As nice as it's been the last two months without Sophie (our dog), I've been thinking about how much I miss having a dog. I'm just so wishy washy over the whole thing.
I loved having the companionship, but hated having her under my feet all day. I kid you not, I couldn't even leave the living room to go to the bathroom without her coming with me to the bathroom. I've got children who do that...who wants one more family member in the toilet too?! Then there was the hair...and the barking to come in...I couldn't stand it. I know the remedy for the hair, but having a dog that doesn't bark...it would be heaven! The other MAJOR concern would be how Christian behaves with a dog. With Sophie...kicking, hitting, you name it...it happened to her. I got so tired every day of having to tell Christian to stop hitting her and what not...I have to get on him enough during the day for other stupid things, I don't want to have to do it even more.

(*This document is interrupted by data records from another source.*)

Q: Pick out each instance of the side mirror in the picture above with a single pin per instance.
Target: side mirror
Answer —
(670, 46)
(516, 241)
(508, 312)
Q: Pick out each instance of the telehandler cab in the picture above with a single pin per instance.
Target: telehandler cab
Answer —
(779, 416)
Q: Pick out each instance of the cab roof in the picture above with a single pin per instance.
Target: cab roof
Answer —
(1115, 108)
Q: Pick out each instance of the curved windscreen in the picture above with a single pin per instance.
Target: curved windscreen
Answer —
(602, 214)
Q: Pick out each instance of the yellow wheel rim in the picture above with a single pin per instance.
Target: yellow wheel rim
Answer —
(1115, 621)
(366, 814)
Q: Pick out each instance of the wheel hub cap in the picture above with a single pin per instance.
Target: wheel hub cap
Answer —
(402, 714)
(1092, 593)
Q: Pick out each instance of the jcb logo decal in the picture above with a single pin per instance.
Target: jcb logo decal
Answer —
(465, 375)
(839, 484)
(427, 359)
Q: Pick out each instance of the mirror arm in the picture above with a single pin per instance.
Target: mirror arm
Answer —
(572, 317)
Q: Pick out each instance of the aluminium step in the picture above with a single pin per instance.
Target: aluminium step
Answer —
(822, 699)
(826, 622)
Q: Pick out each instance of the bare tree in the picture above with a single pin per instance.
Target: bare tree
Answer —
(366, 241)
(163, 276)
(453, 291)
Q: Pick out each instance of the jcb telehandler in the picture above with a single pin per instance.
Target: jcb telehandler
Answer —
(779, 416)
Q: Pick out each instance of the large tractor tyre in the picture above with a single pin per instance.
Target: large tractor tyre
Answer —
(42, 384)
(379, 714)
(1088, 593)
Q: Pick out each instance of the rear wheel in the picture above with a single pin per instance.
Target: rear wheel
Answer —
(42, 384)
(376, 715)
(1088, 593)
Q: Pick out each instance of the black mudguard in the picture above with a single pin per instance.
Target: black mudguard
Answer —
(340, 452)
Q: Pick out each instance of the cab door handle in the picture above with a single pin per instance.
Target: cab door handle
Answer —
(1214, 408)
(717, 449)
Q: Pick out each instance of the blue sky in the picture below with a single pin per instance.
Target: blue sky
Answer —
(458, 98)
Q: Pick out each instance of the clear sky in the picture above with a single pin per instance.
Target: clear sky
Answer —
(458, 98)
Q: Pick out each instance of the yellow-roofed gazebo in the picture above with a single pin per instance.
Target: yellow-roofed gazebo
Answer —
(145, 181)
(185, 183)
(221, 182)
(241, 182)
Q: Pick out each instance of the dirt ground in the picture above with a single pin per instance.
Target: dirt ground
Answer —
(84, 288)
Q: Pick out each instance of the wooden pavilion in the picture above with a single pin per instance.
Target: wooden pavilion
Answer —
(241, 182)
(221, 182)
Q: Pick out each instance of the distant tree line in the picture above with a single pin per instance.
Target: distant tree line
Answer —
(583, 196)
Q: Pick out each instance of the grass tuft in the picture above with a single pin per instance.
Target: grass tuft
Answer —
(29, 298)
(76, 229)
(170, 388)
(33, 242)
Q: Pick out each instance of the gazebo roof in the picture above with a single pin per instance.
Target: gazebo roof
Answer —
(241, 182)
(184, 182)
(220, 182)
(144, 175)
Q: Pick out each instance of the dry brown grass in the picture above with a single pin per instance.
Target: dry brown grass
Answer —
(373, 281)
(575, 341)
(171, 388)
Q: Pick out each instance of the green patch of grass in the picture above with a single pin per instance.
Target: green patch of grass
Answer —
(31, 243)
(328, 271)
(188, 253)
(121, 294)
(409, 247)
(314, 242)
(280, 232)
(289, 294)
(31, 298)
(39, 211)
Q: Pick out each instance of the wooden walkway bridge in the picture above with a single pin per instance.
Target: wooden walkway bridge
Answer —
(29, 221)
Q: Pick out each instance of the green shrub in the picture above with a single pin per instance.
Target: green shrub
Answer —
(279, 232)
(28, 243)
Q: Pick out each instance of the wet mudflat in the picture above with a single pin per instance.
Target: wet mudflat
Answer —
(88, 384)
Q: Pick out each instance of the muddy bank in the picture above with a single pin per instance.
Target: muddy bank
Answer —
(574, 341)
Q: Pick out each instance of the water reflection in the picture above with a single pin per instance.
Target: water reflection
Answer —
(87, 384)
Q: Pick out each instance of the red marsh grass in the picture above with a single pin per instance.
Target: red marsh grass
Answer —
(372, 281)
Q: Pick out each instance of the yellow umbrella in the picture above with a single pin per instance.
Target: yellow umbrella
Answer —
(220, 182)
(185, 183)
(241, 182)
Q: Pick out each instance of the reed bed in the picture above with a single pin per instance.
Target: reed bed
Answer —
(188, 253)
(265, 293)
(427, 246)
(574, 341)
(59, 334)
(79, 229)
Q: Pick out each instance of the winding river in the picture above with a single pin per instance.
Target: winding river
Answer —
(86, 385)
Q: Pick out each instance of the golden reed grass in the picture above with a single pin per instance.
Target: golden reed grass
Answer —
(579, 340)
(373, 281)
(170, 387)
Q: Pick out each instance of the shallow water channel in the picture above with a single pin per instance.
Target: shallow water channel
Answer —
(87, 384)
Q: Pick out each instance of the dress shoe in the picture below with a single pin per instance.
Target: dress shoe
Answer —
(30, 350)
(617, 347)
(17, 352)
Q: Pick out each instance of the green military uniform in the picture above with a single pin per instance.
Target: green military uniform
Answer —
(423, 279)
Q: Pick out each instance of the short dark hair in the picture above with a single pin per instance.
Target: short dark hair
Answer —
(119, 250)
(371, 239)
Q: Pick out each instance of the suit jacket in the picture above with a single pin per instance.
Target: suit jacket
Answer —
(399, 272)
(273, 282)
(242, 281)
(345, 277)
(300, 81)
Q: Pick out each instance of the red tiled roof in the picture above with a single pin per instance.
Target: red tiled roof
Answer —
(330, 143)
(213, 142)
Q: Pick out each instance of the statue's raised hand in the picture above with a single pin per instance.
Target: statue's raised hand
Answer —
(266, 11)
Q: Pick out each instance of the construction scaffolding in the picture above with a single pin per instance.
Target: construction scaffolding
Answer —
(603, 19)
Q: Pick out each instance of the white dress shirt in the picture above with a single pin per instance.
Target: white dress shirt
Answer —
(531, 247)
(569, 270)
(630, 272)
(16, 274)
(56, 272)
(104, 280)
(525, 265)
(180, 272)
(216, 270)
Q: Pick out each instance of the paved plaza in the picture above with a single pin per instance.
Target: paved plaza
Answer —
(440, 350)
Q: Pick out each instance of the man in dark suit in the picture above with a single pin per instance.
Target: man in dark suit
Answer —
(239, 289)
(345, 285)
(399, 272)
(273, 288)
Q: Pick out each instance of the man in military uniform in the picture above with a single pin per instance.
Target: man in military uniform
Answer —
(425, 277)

On the other hand...I feel like if we were to get a puppy instead of an almost fully grown dog, that he would know to be careful with it. I've seen how he was with my Mom's dog's puppies (at 2 years of age, not 3) and he was great. He pet them nicely, loved them, always wanted to hold it...it was awesome, he was awesome. Also, I could train it not to bark, or it wouldn't feel like it had to. It would know it's place and I wouldn't have to worry about it following me every where!
There's also the fact that Shane really wants a dog. I told him I wanted a small one, so the shedding was minimum and he said he really didn't care...he just wanted one. The only thing is that he's going to be gone a lot this summer and we're planning on leaving for California for a while too and I don't want to have to ask anyone to watch our pet. So maybe we should just wait to get a dog until the end of summer when the kids and I come back from California. That would make the most sense. The kids would be older, Shane would be home more, I might not be as anal about the dog hair or cleaning up messes.
I wish that my life was like it was when I lived at home, someone to tell me whether or not I could get a dog and then help me take care of it. Poor brain...so undecided.